RE: "August 26, 2010
"I get married this day, yep.. a Thursday!" 

Congratulations!


----------



## that1guy (Aug 12, 2010)

Congrats! Enjoy your whole one day off  Also enjoy your trip. That sounds amazing and I must say that I am insanely jealous. Get lots of great pictures, but don't ignore your new bride. Maybe you could share some photos of your trip in the forums? Perhaps either post as you go, or show a greatest hits when you get back? Just throwing ideas out


----------



## DetlevCM (Aug 12, 2010)

I'd have loved to go - BUT - I'll be back in the UK for university when it starts....

Have fun!


----------



## Vall (Aug 12, 2010)

Congratulations! 
Have fun on the trip and make lots of photos. ;-)


----------



## Aputure (Aug 12, 2010)

Congrats! Only one day for your lady??? No honeymoon? Live streaming the wedding sounds super cool...
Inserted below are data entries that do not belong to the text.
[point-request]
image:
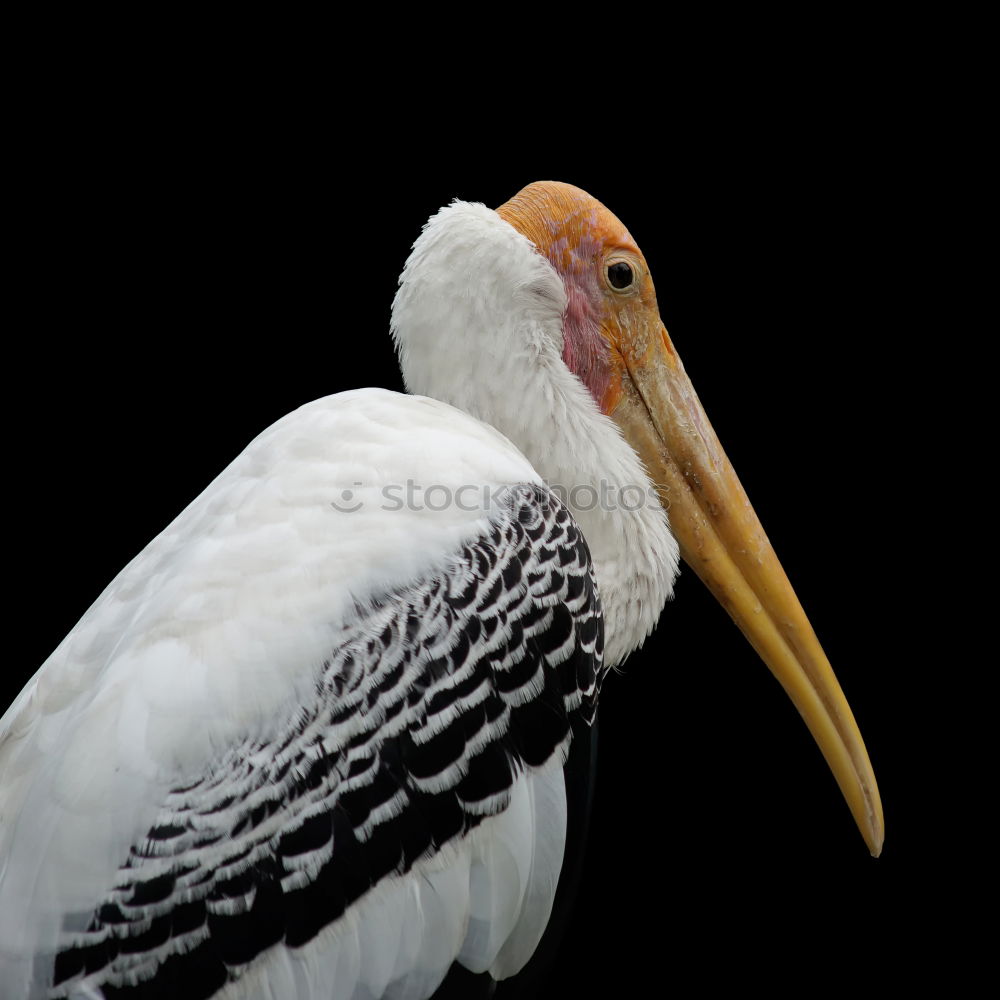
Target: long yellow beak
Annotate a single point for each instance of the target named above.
(722, 540)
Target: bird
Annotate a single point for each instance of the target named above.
(329, 733)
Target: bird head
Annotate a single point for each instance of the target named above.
(577, 284)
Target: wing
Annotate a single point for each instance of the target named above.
(391, 804)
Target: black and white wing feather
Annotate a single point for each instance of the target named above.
(406, 809)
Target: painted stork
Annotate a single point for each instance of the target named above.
(311, 741)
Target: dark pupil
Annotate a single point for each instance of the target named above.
(620, 275)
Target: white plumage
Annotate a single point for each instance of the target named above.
(213, 637)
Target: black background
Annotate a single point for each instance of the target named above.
(194, 267)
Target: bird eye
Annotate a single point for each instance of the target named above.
(619, 275)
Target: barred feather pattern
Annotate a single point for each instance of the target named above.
(435, 698)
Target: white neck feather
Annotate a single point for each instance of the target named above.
(478, 322)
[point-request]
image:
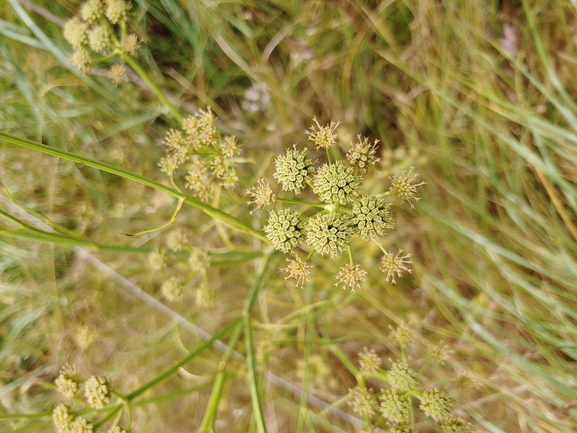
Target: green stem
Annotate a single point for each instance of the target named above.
(155, 89)
(188, 358)
(254, 392)
(226, 219)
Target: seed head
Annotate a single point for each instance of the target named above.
(395, 264)
(99, 39)
(371, 217)
(402, 187)
(328, 233)
(62, 417)
(362, 401)
(336, 183)
(81, 59)
(262, 194)
(173, 289)
(292, 169)
(351, 275)
(80, 425)
(157, 260)
(97, 391)
(117, 11)
(76, 32)
(323, 136)
(395, 407)
(66, 382)
(456, 425)
(199, 259)
(205, 296)
(284, 230)
(362, 155)
(92, 10)
(299, 270)
(117, 74)
(402, 377)
(437, 404)
(369, 360)
(403, 334)
(130, 44)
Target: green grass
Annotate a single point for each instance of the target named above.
(493, 238)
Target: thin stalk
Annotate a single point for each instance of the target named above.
(188, 358)
(226, 219)
(155, 89)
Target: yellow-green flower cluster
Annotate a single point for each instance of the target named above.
(199, 149)
(95, 29)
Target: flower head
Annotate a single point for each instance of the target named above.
(362, 401)
(323, 136)
(351, 275)
(369, 360)
(336, 183)
(262, 194)
(362, 154)
(299, 270)
(92, 10)
(371, 217)
(328, 233)
(97, 391)
(395, 407)
(402, 187)
(284, 229)
(62, 417)
(76, 32)
(437, 404)
(66, 382)
(402, 377)
(173, 289)
(292, 169)
(117, 11)
(395, 264)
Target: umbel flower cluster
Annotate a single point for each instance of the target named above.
(395, 404)
(99, 34)
(200, 150)
(97, 393)
(341, 212)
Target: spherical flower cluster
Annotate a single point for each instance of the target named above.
(362, 155)
(262, 194)
(323, 136)
(66, 382)
(299, 270)
(362, 401)
(173, 289)
(292, 169)
(371, 217)
(395, 407)
(117, 11)
(395, 264)
(402, 377)
(91, 11)
(284, 230)
(336, 183)
(437, 404)
(369, 360)
(456, 425)
(76, 32)
(328, 233)
(97, 392)
(351, 275)
(403, 189)
(99, 39)
(62, 418)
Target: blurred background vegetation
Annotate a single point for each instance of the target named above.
(478, 95)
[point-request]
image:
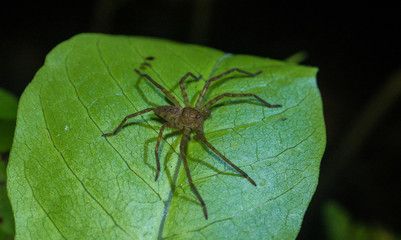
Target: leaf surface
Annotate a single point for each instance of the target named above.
(68, 182)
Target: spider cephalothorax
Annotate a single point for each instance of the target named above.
(190, 119)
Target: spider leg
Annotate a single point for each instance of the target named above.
(125, 119)
(207, 84)
(184, 141)
(184, 92)
(167, 93)
(200, 136)
(159, 138)
(209, 104)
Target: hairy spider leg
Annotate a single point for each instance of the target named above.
(159, 138)
(201, 136)
(184, 92)
(167, 93)
(209, 104)
(207, 84)
(125, 119)
(184, 141)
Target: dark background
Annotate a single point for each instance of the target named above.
(358, 54)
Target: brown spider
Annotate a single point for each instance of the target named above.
(190, 119)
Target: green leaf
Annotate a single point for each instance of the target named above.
(6, 215)
(68, 182)
(8, 114)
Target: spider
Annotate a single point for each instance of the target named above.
(191, 119)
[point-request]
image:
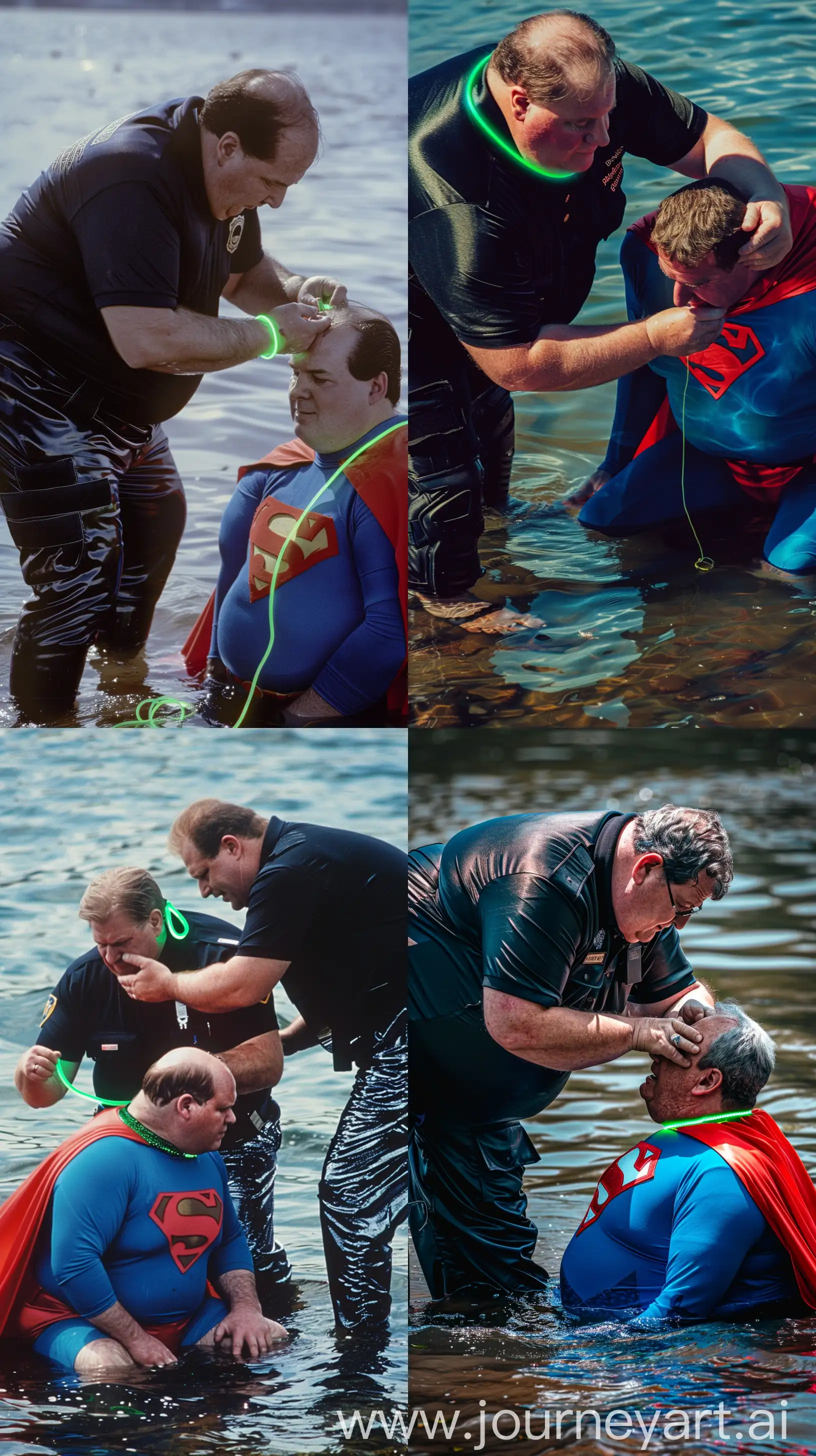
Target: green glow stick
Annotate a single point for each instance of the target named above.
(170, 912)
(86, 1096)
(282, 554)
(498, 140)
(713, 1117)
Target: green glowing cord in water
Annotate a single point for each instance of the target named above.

I'll be at Photokina too. Check your email...


----------



## pedro (Aug 12, 2010)

Congrats Canonguy and -gal. Definititely THE best thing one can do on a thursday. Rumor mill will be busy post that date about new "body releases" planned by you and your lady. LOL.


----------



## JayGannon (Aug 12, 2010)

Hey man,
What part of Ireland are you going to be in, can point you towards some amazing spots out West.


----------



## Canon Rumors Guy (Aug 13, 2010)

I'll be in Donegal.

I'll probably make my yearly trip to Mullaghmore, I love that shoreline.


----------



## Cobalt720 (Aug 17, 2010)

Congrats, and have fun... I think we can deal without ya for a couple of days! *dies inside*


----------